When cache pressure is measured to be
high, pages are allocated to other tiles on
the same tier, or tiles on the next tier
Home allocation policy
Profitability of choosing a home cache slice
depends on different factors:
Recent
miss rates of L2 caches
Recent network contention levels
Current page allocation
QoS requirements
Processor configuration (# of processors, etc.)
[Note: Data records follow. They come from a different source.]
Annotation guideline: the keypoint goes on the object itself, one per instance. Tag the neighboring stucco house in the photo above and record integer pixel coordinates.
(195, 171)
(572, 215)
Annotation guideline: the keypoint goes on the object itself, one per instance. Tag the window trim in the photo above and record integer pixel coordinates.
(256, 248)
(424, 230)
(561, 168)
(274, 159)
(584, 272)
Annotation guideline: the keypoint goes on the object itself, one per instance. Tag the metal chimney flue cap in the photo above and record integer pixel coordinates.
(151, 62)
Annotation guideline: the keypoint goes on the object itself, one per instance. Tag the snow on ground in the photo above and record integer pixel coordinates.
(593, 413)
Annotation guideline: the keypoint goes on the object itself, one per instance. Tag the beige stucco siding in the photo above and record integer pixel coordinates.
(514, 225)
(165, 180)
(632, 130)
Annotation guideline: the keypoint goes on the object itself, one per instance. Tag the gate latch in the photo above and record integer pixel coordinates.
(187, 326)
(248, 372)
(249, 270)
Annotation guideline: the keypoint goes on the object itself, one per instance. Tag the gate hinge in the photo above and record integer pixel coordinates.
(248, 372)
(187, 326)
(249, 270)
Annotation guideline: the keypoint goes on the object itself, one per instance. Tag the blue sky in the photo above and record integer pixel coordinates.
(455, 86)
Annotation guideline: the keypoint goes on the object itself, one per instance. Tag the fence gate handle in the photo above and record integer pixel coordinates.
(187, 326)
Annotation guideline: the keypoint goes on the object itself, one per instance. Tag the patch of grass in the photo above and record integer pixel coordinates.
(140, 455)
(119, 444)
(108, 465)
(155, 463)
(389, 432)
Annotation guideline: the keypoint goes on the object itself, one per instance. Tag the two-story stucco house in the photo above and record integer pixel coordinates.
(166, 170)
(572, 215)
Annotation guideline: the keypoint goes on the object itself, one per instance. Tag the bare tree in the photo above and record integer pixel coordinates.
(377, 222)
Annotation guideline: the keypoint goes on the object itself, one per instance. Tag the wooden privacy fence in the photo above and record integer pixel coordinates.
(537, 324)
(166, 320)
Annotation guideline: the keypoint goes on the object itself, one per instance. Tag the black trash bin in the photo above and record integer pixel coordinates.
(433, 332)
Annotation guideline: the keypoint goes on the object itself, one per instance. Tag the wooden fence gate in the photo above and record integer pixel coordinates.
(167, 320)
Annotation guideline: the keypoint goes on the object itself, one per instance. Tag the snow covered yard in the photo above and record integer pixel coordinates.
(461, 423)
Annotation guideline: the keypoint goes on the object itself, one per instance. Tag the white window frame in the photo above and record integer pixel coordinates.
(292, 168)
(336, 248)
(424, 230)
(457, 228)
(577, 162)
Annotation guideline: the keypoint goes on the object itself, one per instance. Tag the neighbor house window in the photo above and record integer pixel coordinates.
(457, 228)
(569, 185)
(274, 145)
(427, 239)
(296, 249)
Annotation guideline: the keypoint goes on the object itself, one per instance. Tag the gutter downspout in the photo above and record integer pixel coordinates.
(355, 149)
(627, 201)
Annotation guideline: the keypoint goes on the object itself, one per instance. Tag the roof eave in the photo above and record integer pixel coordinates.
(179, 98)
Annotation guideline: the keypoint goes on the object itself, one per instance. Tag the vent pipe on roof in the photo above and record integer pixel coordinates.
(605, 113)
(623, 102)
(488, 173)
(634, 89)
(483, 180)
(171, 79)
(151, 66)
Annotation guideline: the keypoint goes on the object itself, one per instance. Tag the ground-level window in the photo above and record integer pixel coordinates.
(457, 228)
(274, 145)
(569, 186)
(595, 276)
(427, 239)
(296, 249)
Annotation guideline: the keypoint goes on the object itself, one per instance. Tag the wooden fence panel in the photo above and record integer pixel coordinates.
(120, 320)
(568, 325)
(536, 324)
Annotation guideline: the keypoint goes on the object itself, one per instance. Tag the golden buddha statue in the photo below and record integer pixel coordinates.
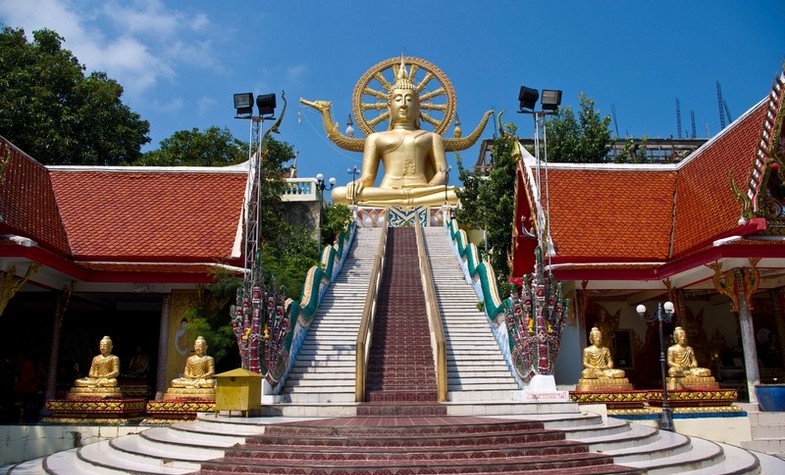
(598, 371)
(683, 369)
(101, 380)
(415, 167)
(198, 380)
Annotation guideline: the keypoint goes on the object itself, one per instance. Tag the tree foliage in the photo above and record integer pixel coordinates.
(337, 218)
(215, 147)
(52, 111)
(488, 203)
(586, 139)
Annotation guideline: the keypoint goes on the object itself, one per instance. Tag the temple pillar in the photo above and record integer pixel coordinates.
(739, 284)
(10, 283)
(161, 382)
(61, 304)
(750, 348)
(779, 319)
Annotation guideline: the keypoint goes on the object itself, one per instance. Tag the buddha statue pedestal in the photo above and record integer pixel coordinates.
(180, 404)
(93, 393)
(603, 385)
(96, 410)
(174, 409)
(692, 383)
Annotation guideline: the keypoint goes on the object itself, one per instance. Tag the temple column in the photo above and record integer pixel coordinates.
(10, 283)
(750, 348)
(779, 319)
(163, 348)
(739, 284)
(61, 304)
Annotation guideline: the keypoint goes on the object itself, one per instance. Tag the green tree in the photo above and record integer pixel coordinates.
(586, 139)
(488, 203)
(214, 147)
(337, 218)
(52, 111)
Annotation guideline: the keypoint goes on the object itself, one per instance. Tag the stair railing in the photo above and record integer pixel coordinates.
(434, 319)
(301, 313)
(364, 333)
(482, 278)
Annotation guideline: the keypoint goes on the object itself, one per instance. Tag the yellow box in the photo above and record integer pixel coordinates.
(238, 390)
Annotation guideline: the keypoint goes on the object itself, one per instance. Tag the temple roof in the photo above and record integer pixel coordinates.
(649, 221)
(149, 215)
(120, 223)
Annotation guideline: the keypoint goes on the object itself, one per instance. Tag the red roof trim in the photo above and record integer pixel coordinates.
(676, 266)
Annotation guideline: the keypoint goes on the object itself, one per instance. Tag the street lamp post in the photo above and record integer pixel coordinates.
(446, 172)
(320, 187)
(353, 172)
(664, 314)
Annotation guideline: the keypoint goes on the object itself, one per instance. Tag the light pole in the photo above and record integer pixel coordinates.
(549, 101)
(353, 172)
(446, 171)
(320, 187)
(664, 314)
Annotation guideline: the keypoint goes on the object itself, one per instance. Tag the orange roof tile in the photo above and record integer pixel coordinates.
(705, 205)
(149, 215)
(616, 214)
(611, 214)
(27, 202)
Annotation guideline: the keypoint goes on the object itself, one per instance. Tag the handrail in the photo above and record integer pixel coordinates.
(434, 318)
(300, 313)
(364, 333)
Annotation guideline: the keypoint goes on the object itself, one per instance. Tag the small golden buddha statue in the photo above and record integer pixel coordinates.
(683, 369)
(415, 167)
(598, 372)
(101, 380)
(198, 380)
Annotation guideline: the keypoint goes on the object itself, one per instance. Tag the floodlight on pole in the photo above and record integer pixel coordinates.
(527, 97)
(551, 100)
(243, 104)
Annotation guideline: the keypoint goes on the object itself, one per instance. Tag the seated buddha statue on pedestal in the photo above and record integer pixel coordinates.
(598, 372)
(683, 369)
(198, 380)
(101, 380)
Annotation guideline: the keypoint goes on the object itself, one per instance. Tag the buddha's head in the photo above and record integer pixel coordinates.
(595, 336)
(680, 336)
(105, 345)
(200, 346)
(404, 100)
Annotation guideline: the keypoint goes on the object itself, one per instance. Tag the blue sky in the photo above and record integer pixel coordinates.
(181, 61)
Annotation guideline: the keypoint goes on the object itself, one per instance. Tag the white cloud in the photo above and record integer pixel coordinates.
(139, 43)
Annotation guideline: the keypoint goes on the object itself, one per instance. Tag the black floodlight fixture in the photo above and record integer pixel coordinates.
(266, 104)
(243, 103)
(527, 98)
(551, 99)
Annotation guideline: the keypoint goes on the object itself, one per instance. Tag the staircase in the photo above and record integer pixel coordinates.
(401, 378)
(476, 369)
(768, 431)
(577, 443)
(324, 370)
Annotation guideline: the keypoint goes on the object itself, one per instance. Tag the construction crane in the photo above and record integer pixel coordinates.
(678, 118)
(723, 107)
(692, 123)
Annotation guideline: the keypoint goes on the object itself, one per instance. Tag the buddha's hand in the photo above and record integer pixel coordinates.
(354, 189)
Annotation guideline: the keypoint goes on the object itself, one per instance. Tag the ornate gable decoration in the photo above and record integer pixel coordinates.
(765, 194)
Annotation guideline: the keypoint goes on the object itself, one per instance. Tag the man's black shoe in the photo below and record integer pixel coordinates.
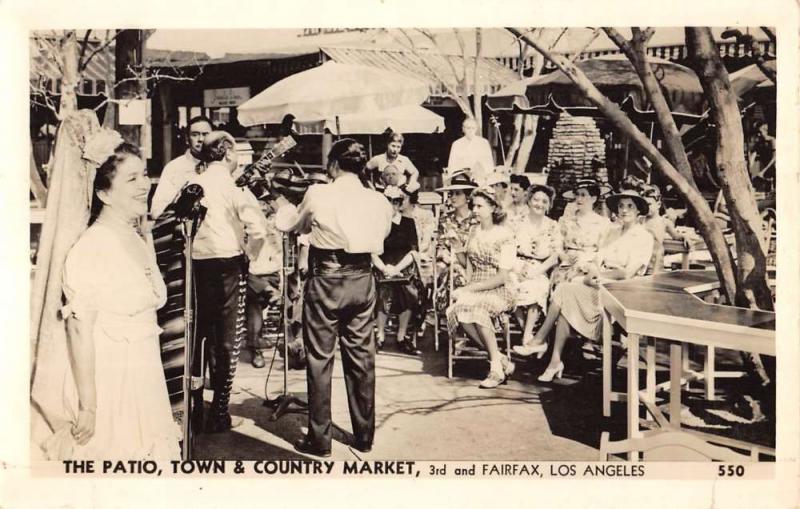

The OS can easily find the cache slice with the
highest profitability
Virtual Multicore (VM)
For parallel applications,
the OS should try to
coordinate page
allocation to minimize
latency and traffic –
schedule a parallel
application onto a set of
cores in close proximity
When cache pressure
increases, pages can be
still be allocated outside
of the VM
Hardware Support
The best feature of OS-level page allocation is
that it can be built on a simple shared cache
organization with no hardware support
But additional hardware support can still be
leveraged!
Data
replication
Data migration
Bloom filter
Evaluation
Use SimpleScalar tool set to model 4x4 mesh multicore
processor chip
Demand paging – every memory access is checked
against allocated pages; when a memory access is the
first access to an unallocated page, a physical page is
allocated based on the desired policy
No page spilling was ever experienced
Used single-threaded, multiprogrammed, and parallel
workloads
Single-threaded = variety of SPEC2k benchmarks, integer
programs, and floating-point programs
Multiprogrammed = one core (core 5 in the experiments) runs a
target benchmark, while other processors run a synthetic
benchmark that continuously generates memory accesses
Parallel = SPLASH-2 benchmarks
Performance on single-threaded
workloads
PRV: private
PRV8: 8MB cache size
(instead of 512k)
SL: shared
SP: OS-based page
allocation
SP-RR: round-robin
allocation
SP-80: 80% allocated
locally, 20% spread across
tier-1 cores
Performance on single-threaded
workloads
Decreased sharing = higher miss rate
Decreased sharing = less on-chip traffic
Performance on multiprogrammed
workloads
SP40-CS: use controlled
spreading to limit spreading of
unrelated pages onto cores
that have data of target
application
Synthetic benchmarks produce
low, mid, or high traffic
SP40 usually performs better
in high traffic, but performance
is similar to SL in low traffic
Not shown here, but SP40
reduces on-chip network traffic
by 50% (compared to SL)
Performance on parallel workloads
VM: virtual
multicore with
round-robin page
allocations on
participating cores
lu and ocean have
higher L1 miss
rates, so the L2
cache policy had a
greater effect on
performance
No real difference here!
VM outperforms the rest!
Related Issues
Remember NUMA? They used a page scanner
that maintained reference counters and
generated page faults to allow the OS to take
some control
In CC-NUMA, hardware-based counters affected
OS decisions
Big difference: NUMA deals with main memory,
while OS-level page allocation presented here
deals with distributed L2 caches
Conclusion
Page allocation allows for a very simple shared cache
architecture, but how can we use advances in
architecture for our benefit?
Can we apply OS-level modifications also?
Architecture can provide more detailed information about current
state of the cores
CMP-NuRAPID, victim replication, cooperative caching
Page coloring and page recoloring
We are trading hardware complexity for software
complexity – where is the right balance?